A Melbourne Christian school has changed its uniform policy after losing a discrimination case over a young Sikh boy's right to wear a turban.
A Melbourne Christian school has amended its uniform policy after being found to have discriminated against a young Sikh boy because he wore a turban.
The Victorian Civil and Administrative Tribunal in September found Melton Christian College breached the Equal Opportunity Act by not allowing Sidhak Singh Arora, then aged five, to attend the school wearing a patka, or children's turban.
A joint statement by Sidhak's parents and the school says the uniform policy has been amended "to allow exceptions where genuine medical or religious grounds exist, such that Sidhak will be able to start at MCC in the beginning of the 2018 school year".
"MCC regrets the difficulties that took place with respect to the enrolment and the family is grateful to the school for the amendments it has made to the uniform policy in order to welcome Sidhak to the school," the statement read.

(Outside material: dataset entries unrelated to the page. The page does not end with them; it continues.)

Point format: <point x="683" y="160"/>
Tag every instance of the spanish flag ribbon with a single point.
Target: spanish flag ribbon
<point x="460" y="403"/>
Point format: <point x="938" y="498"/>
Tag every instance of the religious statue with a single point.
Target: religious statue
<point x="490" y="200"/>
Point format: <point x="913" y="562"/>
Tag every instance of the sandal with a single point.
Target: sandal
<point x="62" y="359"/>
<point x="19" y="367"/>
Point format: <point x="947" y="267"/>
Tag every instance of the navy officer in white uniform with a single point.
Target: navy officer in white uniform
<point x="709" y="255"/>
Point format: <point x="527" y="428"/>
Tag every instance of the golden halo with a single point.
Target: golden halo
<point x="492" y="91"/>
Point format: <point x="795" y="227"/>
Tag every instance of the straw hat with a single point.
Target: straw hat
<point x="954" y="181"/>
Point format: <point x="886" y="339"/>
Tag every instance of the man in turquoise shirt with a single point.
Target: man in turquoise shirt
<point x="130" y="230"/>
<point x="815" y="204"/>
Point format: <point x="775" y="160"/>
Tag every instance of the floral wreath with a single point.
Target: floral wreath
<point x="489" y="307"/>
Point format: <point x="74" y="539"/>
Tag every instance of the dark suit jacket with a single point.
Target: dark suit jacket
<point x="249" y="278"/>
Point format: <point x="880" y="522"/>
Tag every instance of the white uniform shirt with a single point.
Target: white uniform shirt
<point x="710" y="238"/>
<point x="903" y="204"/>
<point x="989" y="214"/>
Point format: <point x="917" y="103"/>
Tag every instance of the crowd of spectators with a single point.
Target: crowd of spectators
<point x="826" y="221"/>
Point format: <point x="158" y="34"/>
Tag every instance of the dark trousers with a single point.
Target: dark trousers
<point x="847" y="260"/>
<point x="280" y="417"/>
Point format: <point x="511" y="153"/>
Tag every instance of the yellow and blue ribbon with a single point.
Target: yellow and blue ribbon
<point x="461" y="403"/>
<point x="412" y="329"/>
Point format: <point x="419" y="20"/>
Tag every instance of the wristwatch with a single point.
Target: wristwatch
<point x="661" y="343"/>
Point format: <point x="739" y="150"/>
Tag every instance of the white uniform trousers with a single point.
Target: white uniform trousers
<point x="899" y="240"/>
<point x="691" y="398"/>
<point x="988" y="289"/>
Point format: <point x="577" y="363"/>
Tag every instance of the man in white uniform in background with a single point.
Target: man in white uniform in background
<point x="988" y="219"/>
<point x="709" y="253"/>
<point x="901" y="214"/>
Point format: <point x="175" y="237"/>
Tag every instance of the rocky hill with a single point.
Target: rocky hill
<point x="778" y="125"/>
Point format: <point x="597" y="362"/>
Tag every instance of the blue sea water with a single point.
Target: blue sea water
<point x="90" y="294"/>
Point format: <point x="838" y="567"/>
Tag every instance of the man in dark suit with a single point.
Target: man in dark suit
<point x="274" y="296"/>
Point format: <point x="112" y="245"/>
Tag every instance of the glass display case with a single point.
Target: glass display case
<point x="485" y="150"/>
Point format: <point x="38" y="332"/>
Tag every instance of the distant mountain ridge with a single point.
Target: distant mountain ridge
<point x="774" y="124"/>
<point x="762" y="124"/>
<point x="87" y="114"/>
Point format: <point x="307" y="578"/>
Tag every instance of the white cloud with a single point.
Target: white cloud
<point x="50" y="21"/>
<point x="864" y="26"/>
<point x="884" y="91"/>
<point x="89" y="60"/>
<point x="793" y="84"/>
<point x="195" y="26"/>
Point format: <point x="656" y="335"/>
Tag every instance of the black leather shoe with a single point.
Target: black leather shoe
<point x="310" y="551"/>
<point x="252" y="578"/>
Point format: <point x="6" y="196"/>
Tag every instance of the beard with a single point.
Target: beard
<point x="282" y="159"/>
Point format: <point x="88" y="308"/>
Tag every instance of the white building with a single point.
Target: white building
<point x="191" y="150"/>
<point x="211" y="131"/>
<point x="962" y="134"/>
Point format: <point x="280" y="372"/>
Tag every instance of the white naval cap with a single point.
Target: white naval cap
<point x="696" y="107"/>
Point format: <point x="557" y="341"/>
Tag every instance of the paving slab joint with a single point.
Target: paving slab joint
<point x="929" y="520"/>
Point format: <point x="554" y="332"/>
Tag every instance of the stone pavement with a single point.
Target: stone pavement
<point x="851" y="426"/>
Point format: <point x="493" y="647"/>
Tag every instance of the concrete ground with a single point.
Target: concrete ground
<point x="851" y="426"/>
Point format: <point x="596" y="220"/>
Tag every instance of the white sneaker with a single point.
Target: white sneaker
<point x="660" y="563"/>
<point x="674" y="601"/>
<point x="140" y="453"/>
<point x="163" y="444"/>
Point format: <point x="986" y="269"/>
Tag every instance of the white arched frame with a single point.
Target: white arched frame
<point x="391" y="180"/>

Sidhak's parents, Sagardeep Singh Arora and Anureet Kaur Arora, tried in 2016 to enrol their son at the school before the Victorian Equal Opportunity and Human Rights Commission intervened in the case.
The Aroras still wanted Sidhak to attend the Melton Christian College because it was close to home and where Sidhak's cousins studied.
During the VCAT hearing, the school argued its decision was lawful under exemptions to the Equal Opportunity Act.
VCAT ordered the parents and school to negotiate an arrangement to resolve the situation.
The ruling found "MCC's uniform policy, in so far as it prohibits headgear of a non-Christian faith, could be described as 'openly discriminatory'".